●産経ニュース配信記事「産経ニュース」は13日、《「虚偽の捜査報告書作成」 検事への告発状提出 陸山会事件で市民団体》という見出しで次の記事を配信した。
資金管理団体「陸山会」の土地購入をめぐる事件で、民主党元代表、小沢一郎被告(69)の元秘書を再聴取した際に虚偽の捜査報告書を作成したとして、東京都内の市民団体は12日、虚偽有印公文書作成・同行使罪で、聴取を担当した田代政弘検事(44)に対する告発状を最高検に提出した。

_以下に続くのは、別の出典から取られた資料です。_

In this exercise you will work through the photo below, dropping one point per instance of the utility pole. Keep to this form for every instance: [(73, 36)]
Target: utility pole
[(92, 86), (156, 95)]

田代検事は元秘書の石川知裕衆院議員(38)=1審有罪、控訴中=の再聴取を担当。昨年12月の小沢氏の公判で、再聴取した際に作成した捜査報告書に、実際になかったやり取りが記載されていることを認め、「記憶が混同した」と説明。市民団体側は「記憶の混同はあり得ない」としている。
●鷲見一雄の視点 田代検事は公益の代表としてやってはならないことをやったことは間違いない。しかし、田代作成の捜査報告書が何で検察審査会に提出されたのか。東京地検は十分な検証を経て出したものかどうか疑問符をつける。相手は小沢氏、政治権力の全てを駆使し、最強の弁護団を編成して潰しにかかってくることは予測可能だったはすだ。
私は東京地検は「十分な捜査をしたうえで不起訴処分にした資料」として提出したと捉える。検察審査会に2度目の議決に誘導しようとしたのでないことは確かだと思う。だが、政治権力と無関係な国民の感性とは乖離した、公益の代表に相応しい判断とは評価ではない。不起訴の当不当をチェックされる立場であることを軽視した、思い上がりの思考と評さざるを得ない。
ともあれ、告発が出た以上、最高検は「はっきりさせるべきははっきりさせなければならない」。最高検の姿勢は裁判所の証拠採否決定に重要な影響を与えるであろう。